The number of Americans with broadband Internet access rose 40 percent between 2005 and 2006, but only 12 percent between 2006 and 2007—although certain segments of the population did much better than that.
The figures, gathered by the Pew Internet & American Life Project in Washington, DC, showed that 47 percent of American adults had high-speed Internet access at the start of 2007, up from 42 percent in 2006, and 30 percent in 2005.
Why has growth slowed?
“Once you get to about the 50 percent level in any adoption curve it gets harder and harder to sustain a high growth rate,” John Horrigan, associate director for the project, told LiveScience.
Horrigan said about 70 percent of Americans now have some kind of Internet access from home, counting dial-up users, which is nearly equal to the three-fourths of Americans with cell phones. “It seems fair to say that the percentage of broadband Internet users will also reach that level, but we can’t say when,” he added.
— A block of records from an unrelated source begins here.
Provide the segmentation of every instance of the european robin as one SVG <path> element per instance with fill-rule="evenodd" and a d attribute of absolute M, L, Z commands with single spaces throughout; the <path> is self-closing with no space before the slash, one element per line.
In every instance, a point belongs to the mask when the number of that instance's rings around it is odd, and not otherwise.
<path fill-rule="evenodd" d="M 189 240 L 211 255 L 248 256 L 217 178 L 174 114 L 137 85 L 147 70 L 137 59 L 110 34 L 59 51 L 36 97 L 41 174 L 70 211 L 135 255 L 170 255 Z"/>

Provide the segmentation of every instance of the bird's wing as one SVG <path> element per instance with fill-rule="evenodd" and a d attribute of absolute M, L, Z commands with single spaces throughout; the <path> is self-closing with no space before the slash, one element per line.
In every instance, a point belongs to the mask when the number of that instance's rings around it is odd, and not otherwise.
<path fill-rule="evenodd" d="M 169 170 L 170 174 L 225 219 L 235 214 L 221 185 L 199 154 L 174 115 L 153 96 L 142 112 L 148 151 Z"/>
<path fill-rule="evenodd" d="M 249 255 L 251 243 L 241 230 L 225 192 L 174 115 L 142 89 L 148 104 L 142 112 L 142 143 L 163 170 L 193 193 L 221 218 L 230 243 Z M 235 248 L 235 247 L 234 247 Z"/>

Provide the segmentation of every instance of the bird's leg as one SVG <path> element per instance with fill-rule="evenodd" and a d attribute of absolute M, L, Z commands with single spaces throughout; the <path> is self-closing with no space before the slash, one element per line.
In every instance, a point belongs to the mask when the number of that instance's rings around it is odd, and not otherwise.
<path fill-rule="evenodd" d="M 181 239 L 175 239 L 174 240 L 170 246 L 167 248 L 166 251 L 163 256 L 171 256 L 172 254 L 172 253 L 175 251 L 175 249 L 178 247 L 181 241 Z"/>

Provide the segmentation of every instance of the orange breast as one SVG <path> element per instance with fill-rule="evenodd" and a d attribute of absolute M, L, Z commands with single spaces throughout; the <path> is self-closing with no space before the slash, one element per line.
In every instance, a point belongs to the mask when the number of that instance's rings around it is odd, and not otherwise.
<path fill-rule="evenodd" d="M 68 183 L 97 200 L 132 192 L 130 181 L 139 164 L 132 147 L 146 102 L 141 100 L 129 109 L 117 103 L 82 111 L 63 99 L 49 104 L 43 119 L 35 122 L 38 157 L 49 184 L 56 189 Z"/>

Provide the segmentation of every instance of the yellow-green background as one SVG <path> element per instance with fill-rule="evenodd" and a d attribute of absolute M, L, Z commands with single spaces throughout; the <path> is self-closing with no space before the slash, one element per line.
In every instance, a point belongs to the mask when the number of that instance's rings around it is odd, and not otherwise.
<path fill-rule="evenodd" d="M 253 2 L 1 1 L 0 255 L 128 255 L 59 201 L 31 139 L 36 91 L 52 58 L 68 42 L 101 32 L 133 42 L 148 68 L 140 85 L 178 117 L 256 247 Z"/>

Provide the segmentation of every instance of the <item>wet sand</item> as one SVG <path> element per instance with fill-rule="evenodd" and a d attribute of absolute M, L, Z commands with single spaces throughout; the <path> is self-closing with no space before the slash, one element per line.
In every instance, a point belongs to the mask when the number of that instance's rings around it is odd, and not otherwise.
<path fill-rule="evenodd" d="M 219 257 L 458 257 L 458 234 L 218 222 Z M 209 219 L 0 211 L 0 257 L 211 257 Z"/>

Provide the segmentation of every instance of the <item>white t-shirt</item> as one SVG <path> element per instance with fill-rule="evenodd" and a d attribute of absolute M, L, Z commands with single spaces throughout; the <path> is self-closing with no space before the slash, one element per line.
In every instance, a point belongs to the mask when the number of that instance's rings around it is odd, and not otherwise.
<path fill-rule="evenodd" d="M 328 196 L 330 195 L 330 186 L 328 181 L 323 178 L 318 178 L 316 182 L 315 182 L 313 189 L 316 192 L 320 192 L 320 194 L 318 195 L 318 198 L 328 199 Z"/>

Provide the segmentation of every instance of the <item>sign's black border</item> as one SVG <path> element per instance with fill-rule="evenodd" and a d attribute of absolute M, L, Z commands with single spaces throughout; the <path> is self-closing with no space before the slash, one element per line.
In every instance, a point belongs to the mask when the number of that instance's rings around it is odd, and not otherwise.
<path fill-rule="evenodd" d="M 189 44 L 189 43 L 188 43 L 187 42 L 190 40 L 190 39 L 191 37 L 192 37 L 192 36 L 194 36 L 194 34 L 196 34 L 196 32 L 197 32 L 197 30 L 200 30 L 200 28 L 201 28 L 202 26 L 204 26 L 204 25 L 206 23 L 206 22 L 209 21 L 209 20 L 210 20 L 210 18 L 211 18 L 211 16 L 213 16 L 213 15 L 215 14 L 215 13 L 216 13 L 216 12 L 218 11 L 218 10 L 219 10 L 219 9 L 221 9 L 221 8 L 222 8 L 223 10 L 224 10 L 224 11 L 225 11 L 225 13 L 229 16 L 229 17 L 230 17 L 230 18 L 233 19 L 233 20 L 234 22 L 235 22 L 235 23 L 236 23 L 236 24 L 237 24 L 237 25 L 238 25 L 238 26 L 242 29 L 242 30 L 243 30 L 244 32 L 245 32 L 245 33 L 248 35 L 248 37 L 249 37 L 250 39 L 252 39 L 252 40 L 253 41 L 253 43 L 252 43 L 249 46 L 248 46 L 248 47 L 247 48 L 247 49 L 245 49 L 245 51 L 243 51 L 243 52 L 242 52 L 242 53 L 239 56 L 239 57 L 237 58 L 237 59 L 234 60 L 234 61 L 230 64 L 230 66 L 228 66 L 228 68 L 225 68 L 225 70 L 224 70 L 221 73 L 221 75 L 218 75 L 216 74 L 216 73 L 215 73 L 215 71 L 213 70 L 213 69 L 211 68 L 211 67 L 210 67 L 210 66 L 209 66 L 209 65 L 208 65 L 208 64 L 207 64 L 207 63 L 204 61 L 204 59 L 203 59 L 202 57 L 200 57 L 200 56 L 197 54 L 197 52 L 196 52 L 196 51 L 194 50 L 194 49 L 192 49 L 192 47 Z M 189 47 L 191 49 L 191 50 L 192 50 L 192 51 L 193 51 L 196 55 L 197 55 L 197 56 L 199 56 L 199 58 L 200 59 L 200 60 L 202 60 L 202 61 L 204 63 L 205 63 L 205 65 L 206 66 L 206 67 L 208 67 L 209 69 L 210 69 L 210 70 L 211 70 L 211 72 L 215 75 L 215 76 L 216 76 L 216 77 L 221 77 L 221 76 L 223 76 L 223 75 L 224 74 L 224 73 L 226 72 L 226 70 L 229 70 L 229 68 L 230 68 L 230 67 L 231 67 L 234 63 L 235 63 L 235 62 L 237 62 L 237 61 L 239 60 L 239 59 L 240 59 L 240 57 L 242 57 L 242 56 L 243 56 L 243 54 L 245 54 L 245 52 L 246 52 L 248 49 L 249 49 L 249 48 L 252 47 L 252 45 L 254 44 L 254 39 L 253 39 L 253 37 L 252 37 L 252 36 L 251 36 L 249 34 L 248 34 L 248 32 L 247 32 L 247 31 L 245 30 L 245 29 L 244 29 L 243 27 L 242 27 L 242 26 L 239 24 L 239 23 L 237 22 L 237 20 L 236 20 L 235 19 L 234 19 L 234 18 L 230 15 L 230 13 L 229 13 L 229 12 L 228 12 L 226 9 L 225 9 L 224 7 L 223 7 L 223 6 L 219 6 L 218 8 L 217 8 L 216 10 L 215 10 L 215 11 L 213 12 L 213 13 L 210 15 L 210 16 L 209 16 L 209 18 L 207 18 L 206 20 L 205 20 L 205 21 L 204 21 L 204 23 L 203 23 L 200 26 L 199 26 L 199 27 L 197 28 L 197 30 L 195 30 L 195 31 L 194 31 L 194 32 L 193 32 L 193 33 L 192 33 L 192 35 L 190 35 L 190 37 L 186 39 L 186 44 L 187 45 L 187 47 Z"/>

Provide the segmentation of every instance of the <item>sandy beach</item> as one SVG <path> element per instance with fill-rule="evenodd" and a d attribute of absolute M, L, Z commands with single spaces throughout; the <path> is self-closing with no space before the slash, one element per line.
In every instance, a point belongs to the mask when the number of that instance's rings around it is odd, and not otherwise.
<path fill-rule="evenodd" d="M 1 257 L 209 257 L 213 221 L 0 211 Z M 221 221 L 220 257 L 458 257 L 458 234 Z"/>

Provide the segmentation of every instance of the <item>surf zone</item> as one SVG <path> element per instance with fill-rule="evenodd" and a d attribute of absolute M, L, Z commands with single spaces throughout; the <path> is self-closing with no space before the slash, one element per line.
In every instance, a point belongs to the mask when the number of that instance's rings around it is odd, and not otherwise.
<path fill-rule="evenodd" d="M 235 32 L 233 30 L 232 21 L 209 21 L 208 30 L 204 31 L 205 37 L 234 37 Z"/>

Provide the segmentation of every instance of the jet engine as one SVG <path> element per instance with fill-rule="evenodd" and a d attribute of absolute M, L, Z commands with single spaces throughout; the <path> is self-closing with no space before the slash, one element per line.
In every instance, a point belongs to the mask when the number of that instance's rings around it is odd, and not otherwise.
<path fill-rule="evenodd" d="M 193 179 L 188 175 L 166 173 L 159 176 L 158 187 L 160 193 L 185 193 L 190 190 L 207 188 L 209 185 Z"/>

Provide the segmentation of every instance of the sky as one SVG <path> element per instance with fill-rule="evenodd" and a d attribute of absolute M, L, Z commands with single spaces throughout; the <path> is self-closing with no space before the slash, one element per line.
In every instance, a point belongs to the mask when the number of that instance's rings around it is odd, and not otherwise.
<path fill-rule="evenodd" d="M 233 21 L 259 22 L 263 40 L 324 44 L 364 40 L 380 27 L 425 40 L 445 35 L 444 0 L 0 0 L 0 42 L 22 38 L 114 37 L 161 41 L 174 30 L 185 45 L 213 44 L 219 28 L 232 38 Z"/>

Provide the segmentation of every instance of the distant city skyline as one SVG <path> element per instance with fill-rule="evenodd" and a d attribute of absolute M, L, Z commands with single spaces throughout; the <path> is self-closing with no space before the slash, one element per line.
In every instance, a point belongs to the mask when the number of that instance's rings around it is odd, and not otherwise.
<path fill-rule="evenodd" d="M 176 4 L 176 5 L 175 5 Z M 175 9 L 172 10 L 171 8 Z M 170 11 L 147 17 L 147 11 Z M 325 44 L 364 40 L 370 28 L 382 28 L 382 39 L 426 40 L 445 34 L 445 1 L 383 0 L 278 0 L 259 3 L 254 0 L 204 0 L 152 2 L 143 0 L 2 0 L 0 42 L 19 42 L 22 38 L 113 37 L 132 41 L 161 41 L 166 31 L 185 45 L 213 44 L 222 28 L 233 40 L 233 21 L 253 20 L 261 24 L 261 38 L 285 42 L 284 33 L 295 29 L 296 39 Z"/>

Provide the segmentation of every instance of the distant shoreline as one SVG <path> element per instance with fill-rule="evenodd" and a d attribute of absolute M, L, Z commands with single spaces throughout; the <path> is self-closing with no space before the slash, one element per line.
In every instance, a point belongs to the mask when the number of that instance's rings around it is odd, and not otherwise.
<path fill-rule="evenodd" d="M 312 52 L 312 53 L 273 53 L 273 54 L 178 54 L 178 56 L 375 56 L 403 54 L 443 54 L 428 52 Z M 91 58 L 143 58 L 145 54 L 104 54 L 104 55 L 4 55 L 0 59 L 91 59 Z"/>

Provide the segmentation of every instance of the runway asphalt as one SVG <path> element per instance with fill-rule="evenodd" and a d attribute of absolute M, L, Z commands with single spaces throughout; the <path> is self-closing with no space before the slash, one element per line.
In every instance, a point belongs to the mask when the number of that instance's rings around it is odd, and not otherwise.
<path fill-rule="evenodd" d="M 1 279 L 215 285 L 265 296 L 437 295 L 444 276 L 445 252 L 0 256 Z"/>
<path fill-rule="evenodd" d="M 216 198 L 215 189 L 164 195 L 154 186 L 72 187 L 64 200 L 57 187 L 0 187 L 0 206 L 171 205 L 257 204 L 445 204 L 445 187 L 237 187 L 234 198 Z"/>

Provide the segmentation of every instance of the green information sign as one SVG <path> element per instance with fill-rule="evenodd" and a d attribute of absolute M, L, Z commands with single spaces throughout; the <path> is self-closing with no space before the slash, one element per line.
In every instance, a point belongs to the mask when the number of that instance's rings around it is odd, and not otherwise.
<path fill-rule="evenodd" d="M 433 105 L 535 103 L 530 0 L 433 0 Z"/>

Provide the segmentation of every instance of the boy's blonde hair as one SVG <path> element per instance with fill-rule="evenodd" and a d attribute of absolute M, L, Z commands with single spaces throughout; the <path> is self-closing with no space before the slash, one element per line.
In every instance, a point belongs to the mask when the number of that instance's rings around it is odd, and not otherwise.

If broadband is headed to 75 percent saturation, various parts of the population are getting there at varying speeds—and some of them have already arrived. Among those with an annual income of more than $75,000, the rate of broadband penetration is already 76 percent. The rate falls off with each lower income bracket until the rate is 30 percent for those making less than $30,000.
Those with more than four years of college used home broadband at a rate of 70 percent, while the rate was only 21 percent for those who had not graduated from high school. The rate was 63 percent for those aged 18 to 29, falling with each higher age bracket until the rate was only 15 percent for those over 65.
In the racial divide, the rate for whites was 48 percent, compared to 40 percent for blacks. The Pew report stated that main factor distinguishing black from white usage was that blacks are somewhat less likely to use the Internet: 73 percent of whites reported using it at least occasionally from any location (home, office, or other settings) compared to 62 percent for blacks. But counting only those blacks who do use the Internet from home, the rate of broadband penetration was actually higher for Blacks: 70 percent versus 69 percent.
The racial divide was overshadowed by the city-country divide, as the rate of broadband use was 52 percent for urban dwellers but only 31 percent for rural residents.
But the raw figures hide some surprising history.
The group that showed the highest growth rate of broadband adoption last year was the under-$30,000 income segment, where the growth rate was 43 percent. It was also the only group that exceeded the growth rate it achieved between 2005 and 2006, when its use grew by 40 percent.
The growth rate among blacks was 29 percent, and continued a rapid rise that has been going on since 2005, when only 14 percent of the respondents had broadband Internet access in the home, rising to 31 percent in 2006, and to 40 percent in 2007. Current penetrate among blacks is about what it was among whites last year, the report noted.